Gordon’s curriculum, from the earliest years, demands that students learn to express their ideas in words, and view themselves not just as readers of literature and history, but also as authors. In seventh grade, students reap the rewards of that preparation in a year that continually challenges them to document - and share - their thoughts and passions.

The most visible seventh grade writing assignment is the original novel that each student completes over the course of the year. The stories, characters and settings are the student's own creations, and there is no minimum word count. The requirements, then, are based on the class's own study of the essential elements of this form of literature: characterization, conflict, and the roller coaster rhythms of an effective story arc. 

As the books go from initial outline to professionally bound volumes, each author gets careful feedback from their peers, their teachers, and volunteer readers drawn from faculty and staff throughout the school. In the process, students get a master class in how to receive, and use, feedback.

Their work on their novels is paralleled with dozens of smaller humanities assignments that incorporate a dazzling variety of styles and formats. At the end of the year, students have compiled an impressive portfolio of essays, poems and reflection. They draw from that portfolio for the Night of Words, where each student performs a piece of their own work for classmates, family, faculty and friends. 

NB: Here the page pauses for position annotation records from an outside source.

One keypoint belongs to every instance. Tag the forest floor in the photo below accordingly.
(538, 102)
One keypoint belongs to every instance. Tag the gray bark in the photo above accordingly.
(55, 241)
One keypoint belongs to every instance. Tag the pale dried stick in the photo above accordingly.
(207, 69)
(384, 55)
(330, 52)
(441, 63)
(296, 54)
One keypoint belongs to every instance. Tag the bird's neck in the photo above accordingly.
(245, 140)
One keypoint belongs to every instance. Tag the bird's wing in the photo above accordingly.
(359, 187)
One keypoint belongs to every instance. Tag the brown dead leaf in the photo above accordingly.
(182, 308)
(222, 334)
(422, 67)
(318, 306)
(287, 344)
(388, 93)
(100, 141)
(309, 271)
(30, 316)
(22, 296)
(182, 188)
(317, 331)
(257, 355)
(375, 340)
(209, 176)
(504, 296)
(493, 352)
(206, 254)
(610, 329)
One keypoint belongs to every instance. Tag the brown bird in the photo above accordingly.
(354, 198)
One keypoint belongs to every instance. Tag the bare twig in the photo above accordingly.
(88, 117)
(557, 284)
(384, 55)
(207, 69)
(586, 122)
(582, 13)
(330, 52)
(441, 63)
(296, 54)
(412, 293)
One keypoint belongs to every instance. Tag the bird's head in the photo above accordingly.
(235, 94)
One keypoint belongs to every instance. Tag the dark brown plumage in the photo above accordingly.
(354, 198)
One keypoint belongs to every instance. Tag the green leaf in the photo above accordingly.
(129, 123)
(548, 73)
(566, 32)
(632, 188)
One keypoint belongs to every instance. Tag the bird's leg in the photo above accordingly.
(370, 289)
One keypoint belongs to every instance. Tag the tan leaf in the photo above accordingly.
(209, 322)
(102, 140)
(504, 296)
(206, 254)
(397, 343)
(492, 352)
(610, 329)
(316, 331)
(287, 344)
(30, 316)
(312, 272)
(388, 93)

The verbal assignments are not limited to humanities class, either. In science, students learn how to write a concise and script videos and presentations as they study a variety of engaging topics including biomedical engineering and the chemistry of elephant toothpaste. In math, they talk through calculations in class every day, and produce written reflections after every test and quiz. In theater electives, they're writing their first plays, then performing their work for one another. It's a long way from Kindergarten writer’s workshop, but the work is essentially the same: students are continually challenged to reflect on their own ideas and passions and find the words that will bring them to life.

As seventh graders are encouraged to develop their own voices, they also have new autonomy in their school days. Visual and performing arts are taught as electives, four mornings a week, and the weekly innovation block allows students to choose from a selection of topics in design, technology and engineering: the robotics team, a math filmmaking challenge, and classes in coding sustainability, and theater set design.